Actuellement vous donnez des master classes ici à l’Opéra-Comique, votre carrière d’enseignante qui a débuté très tôt est presque aussi longue que votre carrière de chanteuse…
Oui, j’ai commencé à enseigner en 1977. Je trouve que c’est très important de transmettre et en même temps, c’est parfois décevant car parmi tous les élèves qu’on a eus, il y en a très peu qui font une carrière finalement.
D’après vous à quoi cela est-il dû ?
Les causes sont multiples. Certains ont manqué de courage et de volonté, d’autres de culture, d’autres étaient trop fragiles, il y en a qui ont délaissé les conseils de leur professeur pour écouter d’autres sirènes… Vous savez, il y a des « gourous » dans notre métier, alors si on n’est pas assez solide mentalement…
J’ai eu une élève qui, avec une grande voix de soprano dramatique ne voulait chanter que de l’opérette, une autre qui ne se sentait jamais prête pour passer des auditions… Vous savez le professeur ce n’est pas tout. Il n’est responsable que d’un quart dans la réussite d’un élève, les trois autres quarts, c’est l’élève lui-même.
Heureusement, il y a Nora Gubisch qui est magnifique, j’ai eu Sylvie Valayre aussi. Actuellement, j’ai un ténor qui travaille, sans être un grand nom, mais l’essentiel est qu’il chante et qu’il ne soit pas au chômage. Tout le monde ne peut pas être en haut de l’affiche. Il y en a aussi beaucoup qui ont préféré entrer dans les chœurs.
Être professeur est une tâche ardue, on a une très grande responsabilité et puis il faut avoir le courage de dire aux élèves que tout le monde ne sera pas soliste. C’est devenu tellement difficile. Je ne sais pas si je pourrais faire ce métier maintenant.
Vous pensez que c’est plus difficile aujourd’hui qu’à votre époque ?
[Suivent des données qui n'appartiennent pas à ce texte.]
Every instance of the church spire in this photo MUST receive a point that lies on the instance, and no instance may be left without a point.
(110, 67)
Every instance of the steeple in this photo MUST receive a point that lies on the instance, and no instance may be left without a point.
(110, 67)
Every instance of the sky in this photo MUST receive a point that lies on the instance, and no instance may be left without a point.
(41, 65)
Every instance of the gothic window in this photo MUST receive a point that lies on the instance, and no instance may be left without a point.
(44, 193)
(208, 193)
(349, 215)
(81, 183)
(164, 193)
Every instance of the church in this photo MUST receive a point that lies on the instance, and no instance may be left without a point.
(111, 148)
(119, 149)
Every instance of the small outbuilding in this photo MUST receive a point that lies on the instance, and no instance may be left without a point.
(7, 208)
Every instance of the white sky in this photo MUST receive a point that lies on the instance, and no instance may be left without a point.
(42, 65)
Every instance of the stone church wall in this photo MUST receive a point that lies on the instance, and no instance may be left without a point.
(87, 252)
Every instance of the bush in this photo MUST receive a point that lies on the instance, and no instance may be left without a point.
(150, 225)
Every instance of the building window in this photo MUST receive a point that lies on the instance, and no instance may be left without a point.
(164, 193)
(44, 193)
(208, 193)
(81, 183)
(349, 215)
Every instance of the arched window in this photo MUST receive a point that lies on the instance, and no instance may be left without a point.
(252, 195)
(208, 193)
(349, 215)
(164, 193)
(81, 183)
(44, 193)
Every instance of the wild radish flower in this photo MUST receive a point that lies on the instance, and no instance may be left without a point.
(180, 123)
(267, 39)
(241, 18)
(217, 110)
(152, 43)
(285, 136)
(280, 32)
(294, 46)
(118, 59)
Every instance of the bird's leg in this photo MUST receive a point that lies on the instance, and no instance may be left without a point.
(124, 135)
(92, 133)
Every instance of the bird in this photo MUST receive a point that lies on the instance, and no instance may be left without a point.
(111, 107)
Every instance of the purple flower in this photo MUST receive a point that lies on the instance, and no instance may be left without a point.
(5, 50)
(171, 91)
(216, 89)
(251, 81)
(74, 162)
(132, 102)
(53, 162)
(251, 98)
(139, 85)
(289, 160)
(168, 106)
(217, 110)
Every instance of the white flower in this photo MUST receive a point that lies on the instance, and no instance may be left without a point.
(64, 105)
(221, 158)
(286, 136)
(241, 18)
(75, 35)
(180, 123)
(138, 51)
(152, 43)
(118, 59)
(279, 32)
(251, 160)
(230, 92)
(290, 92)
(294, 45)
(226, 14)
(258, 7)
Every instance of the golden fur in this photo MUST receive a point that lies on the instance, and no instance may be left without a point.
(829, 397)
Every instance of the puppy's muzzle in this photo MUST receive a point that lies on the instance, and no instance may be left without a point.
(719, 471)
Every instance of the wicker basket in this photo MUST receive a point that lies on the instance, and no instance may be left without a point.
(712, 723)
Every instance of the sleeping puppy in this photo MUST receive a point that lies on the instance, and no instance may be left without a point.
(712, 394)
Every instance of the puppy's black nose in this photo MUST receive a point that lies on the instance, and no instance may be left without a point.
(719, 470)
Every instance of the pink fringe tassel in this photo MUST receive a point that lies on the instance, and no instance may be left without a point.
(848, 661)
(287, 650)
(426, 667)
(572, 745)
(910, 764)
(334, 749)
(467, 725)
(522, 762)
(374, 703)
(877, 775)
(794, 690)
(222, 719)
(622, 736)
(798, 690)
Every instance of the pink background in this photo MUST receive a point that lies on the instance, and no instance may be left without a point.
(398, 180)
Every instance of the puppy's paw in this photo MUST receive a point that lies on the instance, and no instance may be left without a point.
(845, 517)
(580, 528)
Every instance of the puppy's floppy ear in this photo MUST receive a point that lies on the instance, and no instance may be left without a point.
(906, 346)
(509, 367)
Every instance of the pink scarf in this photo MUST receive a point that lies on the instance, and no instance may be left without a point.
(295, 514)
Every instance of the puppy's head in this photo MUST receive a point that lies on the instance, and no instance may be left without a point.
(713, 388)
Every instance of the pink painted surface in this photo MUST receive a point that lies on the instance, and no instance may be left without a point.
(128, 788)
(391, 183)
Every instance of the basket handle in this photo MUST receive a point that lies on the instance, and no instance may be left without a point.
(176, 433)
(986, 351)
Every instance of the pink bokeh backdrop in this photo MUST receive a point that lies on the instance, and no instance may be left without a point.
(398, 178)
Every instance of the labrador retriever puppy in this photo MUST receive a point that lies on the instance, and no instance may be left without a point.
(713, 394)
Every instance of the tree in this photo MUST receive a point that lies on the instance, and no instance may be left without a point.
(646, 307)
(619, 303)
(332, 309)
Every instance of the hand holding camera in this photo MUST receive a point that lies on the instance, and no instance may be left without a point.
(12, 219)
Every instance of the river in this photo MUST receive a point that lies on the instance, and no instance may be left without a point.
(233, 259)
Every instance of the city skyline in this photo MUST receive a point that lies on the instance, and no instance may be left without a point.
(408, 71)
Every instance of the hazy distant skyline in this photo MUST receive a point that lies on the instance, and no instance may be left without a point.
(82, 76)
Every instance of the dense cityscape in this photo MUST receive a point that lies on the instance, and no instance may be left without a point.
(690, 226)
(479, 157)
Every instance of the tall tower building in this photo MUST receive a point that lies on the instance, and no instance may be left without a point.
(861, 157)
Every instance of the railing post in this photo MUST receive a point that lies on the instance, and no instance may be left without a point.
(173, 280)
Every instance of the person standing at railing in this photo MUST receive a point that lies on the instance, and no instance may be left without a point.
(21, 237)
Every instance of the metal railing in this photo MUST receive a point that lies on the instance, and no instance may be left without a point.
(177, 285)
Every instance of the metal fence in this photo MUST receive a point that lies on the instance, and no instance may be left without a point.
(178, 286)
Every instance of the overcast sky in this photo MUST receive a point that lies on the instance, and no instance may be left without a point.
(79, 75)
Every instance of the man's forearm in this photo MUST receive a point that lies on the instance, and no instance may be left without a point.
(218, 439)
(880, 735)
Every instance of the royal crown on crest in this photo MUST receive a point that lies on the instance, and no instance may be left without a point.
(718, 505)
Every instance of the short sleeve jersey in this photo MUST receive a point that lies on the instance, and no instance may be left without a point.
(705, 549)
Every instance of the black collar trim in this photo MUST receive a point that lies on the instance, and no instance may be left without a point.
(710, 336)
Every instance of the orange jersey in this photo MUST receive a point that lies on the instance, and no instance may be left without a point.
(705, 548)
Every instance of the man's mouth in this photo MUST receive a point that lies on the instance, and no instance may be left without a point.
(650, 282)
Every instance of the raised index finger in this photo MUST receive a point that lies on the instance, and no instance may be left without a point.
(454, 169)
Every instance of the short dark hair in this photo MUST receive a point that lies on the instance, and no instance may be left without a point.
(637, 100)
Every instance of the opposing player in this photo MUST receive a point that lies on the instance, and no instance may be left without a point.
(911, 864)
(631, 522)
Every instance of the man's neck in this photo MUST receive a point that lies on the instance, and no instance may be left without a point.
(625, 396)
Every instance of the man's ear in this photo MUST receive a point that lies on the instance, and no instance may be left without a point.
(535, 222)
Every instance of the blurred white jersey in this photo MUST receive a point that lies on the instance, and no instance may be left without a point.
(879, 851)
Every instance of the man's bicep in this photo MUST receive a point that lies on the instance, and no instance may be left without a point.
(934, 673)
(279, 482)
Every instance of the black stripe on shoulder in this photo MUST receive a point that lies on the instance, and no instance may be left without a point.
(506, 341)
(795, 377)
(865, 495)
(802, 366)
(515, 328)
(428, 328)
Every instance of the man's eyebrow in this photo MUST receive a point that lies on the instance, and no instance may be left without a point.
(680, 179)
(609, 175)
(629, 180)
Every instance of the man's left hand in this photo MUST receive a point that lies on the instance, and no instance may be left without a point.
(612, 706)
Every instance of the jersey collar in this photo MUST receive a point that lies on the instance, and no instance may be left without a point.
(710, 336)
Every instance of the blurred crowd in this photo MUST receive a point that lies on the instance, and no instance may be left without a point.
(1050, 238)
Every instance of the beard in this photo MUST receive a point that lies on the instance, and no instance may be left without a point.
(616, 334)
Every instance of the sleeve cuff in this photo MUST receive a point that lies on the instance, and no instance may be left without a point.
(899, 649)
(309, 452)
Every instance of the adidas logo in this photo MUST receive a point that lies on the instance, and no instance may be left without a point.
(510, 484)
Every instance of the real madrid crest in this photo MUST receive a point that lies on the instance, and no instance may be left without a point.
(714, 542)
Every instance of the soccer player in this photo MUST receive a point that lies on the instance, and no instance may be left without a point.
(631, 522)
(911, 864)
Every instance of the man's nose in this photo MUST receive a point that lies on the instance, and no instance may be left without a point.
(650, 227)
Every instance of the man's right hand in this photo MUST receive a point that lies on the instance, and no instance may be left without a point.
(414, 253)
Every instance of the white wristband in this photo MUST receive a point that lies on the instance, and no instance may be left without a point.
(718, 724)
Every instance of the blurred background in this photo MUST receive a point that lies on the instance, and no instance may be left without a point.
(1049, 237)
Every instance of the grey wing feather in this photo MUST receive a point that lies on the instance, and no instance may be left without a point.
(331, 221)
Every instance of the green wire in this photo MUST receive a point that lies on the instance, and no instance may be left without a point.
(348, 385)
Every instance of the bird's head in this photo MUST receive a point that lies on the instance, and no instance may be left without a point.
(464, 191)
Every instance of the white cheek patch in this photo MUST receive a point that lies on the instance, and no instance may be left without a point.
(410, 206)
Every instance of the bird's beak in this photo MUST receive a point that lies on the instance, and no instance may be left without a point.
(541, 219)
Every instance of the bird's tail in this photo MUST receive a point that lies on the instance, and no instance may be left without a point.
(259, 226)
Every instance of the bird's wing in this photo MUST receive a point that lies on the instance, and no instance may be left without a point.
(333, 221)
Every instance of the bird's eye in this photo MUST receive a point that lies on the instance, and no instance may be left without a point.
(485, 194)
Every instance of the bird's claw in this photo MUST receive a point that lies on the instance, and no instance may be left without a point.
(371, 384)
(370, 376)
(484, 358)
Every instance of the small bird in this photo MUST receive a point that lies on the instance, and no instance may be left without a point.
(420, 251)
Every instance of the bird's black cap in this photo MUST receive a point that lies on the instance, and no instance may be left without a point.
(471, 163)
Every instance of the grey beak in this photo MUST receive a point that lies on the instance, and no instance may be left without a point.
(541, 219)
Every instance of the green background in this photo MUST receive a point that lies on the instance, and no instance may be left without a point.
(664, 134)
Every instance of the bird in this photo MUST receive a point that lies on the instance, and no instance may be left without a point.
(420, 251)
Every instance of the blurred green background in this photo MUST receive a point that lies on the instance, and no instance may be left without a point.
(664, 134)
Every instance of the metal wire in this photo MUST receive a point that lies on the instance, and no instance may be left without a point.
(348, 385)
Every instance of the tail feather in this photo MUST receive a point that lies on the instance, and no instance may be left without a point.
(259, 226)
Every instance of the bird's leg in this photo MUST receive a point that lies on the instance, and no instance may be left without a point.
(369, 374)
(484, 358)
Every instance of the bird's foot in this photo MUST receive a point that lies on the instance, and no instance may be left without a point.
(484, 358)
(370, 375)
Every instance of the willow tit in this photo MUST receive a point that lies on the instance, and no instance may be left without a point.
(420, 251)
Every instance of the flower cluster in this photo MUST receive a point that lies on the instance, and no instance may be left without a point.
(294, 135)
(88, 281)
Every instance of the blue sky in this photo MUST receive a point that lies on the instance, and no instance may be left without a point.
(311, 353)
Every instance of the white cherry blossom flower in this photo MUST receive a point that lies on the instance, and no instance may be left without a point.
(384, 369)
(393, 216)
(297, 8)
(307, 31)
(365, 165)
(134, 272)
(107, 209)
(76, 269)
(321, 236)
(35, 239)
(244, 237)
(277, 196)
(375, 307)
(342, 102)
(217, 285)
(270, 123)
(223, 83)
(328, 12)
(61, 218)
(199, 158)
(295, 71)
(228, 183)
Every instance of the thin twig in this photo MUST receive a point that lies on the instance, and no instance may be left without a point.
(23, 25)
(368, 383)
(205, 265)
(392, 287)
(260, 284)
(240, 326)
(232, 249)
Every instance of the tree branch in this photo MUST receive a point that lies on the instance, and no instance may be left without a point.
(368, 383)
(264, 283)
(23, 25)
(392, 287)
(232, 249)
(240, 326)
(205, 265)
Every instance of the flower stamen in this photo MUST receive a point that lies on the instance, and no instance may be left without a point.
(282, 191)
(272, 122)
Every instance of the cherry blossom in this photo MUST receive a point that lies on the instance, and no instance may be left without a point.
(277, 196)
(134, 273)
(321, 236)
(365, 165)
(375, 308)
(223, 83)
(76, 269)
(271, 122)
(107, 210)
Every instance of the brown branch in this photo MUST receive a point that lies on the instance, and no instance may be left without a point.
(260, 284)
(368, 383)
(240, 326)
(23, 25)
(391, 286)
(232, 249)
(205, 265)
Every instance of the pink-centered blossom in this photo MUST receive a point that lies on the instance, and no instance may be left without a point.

Oui, je crois que même si vous avez une belle voix, vous n’êtes pas sûr de faire une carrière maintenant, avec la mondialisation … Avant, si vous ne faisiez pas une carrière internationale, vous étiez sûr de faire une très jolie carrière nationale, il y avait des troupes dans tous les théâtres, maintenant c’est fini. En troupe, on avait des chefs de chant qui connaissaient le répertoire et qui nous faisaient travailler, cela nous permettait de ne pas faire de bêtises, de ne pas chanter ce qui n’était pas pour nous. Et puis je trouve qu’au Conservatoire, on leur demande trop de choses. Est-ce si important de faire des mémoires ? En quoi est-ce utile le jour où l’on passe une audition ?
Je vois tous nos jeunes, là, ils se posent beaucoup de questions, ils font beaucoup de sacrifices mais nul ne sait ce que leur réserve l’avenir.
Enfin, je suis très contente d’être actuellement dans cette maison et d’avoir pu leur donner cette opportunité de travailler comme ça.
 
Propos recueillis par Christian Peter le jeudi 2 mai 2013 à l’Opéra-Comique où Christiane Eda-Pierre donnait une série de master classes.